His dance moves have frequently encouraged directors to treat him, like John Travolta or James Cagney, as someone who should do at least one crowd-pleasing quickstep per movie. Perhaps the best was his turn in Abel Ferrara’s 1990 King of New York, though the video for Fatboy Slim’s Weapon of Choice runs a close second. “It gets kind of annoying,” he says. “Just because you play violin, you don’t want to do it every time you’re asked.”

Even in The Outlaws, Merchant inveigles Walken into a little soft shoe shuffle. One of Frank’s fellow cons plays Sam Cooke’s Chain Gang as they sweep a derelict building. Walken does a dainty twirl with his broom. “I didn’t mind doing that, because it felt organic.”

We will next see Walken in a workplace thriller called Severance opposite Adam Scott, Patricia Arquette and John Turturro on Apple TV+. How come you’re belatedly doing so much TV? “That’s where the action is.

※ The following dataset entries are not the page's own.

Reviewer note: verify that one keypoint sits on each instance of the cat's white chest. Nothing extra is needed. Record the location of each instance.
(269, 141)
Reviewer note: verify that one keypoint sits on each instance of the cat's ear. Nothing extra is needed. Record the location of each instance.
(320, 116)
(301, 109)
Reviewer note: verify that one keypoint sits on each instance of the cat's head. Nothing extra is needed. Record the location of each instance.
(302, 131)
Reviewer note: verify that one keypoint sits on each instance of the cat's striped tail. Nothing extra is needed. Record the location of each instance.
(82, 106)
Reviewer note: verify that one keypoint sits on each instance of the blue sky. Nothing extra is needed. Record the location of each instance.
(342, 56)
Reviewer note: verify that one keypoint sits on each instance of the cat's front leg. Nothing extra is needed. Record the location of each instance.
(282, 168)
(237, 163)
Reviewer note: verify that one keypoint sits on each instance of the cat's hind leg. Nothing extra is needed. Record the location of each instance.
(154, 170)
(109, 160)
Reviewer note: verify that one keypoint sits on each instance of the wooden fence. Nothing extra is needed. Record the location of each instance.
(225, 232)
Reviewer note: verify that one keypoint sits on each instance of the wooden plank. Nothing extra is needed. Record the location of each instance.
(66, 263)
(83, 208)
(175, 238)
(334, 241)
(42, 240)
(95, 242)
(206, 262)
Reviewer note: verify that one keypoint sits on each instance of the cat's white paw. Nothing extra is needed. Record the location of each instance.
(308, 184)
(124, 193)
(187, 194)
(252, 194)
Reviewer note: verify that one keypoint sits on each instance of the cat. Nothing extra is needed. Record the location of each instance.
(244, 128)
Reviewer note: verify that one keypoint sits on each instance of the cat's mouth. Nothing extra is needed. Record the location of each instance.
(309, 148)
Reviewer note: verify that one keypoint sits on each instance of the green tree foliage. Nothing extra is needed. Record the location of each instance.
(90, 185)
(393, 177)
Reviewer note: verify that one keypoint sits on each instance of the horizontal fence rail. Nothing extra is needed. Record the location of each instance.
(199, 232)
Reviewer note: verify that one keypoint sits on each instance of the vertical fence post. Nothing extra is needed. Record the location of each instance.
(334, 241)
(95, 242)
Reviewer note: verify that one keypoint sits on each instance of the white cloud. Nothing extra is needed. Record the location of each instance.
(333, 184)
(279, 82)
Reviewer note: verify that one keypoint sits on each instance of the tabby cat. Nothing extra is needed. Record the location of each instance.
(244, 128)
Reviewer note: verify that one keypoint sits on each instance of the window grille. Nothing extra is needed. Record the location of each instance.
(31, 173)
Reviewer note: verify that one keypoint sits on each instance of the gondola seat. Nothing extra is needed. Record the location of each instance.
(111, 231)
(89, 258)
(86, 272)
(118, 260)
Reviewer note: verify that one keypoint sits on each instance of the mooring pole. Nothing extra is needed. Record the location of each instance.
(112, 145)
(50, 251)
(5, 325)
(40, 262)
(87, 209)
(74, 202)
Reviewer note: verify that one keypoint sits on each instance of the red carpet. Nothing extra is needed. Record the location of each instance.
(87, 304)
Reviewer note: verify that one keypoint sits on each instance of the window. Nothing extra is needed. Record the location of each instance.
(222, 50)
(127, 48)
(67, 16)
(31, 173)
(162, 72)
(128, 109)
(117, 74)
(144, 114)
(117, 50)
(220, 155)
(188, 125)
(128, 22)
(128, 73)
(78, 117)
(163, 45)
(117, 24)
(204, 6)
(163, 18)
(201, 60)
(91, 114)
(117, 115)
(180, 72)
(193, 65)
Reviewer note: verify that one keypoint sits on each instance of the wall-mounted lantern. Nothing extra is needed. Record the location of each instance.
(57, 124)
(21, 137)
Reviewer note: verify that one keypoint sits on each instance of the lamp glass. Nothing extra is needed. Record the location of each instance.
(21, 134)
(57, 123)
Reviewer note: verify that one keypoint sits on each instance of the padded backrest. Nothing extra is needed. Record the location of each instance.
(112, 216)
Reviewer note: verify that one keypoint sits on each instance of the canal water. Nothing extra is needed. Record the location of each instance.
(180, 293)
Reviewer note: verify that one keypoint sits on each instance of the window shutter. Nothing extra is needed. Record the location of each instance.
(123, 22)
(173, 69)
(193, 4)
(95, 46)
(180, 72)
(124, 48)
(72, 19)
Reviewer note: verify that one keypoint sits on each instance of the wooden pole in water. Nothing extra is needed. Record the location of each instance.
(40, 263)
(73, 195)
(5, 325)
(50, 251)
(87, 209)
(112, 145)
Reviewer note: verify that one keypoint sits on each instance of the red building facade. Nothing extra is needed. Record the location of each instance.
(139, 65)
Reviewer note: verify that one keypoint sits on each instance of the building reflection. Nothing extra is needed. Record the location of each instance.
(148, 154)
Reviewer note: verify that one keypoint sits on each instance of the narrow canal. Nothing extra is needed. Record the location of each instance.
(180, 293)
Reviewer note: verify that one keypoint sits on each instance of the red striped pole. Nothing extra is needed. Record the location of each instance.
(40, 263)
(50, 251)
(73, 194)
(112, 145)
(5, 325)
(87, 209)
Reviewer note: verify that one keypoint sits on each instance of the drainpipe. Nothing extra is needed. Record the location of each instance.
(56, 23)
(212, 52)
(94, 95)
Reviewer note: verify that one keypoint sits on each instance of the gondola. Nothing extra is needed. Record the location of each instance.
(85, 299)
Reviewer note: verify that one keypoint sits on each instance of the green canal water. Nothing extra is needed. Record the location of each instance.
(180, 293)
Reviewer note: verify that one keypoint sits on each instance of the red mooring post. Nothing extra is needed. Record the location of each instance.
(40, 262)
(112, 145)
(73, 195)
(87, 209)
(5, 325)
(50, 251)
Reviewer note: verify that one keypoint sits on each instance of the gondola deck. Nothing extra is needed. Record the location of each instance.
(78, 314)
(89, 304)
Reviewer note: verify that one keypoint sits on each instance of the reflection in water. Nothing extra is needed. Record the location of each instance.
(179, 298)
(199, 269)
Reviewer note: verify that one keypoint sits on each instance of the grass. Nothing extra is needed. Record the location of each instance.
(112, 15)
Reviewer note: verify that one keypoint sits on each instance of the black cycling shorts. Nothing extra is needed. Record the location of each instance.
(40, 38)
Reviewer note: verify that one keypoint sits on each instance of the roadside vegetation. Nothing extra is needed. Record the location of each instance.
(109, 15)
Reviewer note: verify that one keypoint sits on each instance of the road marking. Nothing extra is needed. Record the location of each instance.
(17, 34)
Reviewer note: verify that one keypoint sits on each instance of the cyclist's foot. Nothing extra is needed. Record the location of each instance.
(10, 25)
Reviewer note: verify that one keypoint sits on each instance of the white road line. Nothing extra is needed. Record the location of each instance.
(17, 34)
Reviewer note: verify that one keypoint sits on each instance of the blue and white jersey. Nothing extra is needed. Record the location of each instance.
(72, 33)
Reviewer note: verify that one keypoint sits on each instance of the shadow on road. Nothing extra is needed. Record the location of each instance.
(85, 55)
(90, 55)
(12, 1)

It didn’t used to be.

“I always wanted to be in movies and when they asked I came running. I was part of that generation that came when the Hollywood studio system fell apart and suddenly, instead of shooting on sound stages in Hollywood, we were shooting in the jungle or somewhere crazy in Europe. It was an adventure.”

You were, I suggest, part of that maverick generation of wildly talented easy riders and raging bulls who gave Hollywood a new lease of life. “Perhaps,” whispers a voice 3,400 miles away. “I love to work – that’s one of the reasons we didn’t have children – and I probably won’t ever retire.” That’s good news for Merchant, as a second series of The Outlaws has already been commissioned.

“I’ve never had hobbies,” he says, “just a strong work ethic like my father. Tennis? Swimming? Golf? They never did it for me. Acting is really what I love. I don’t really like to go out of the house unless I’m working.”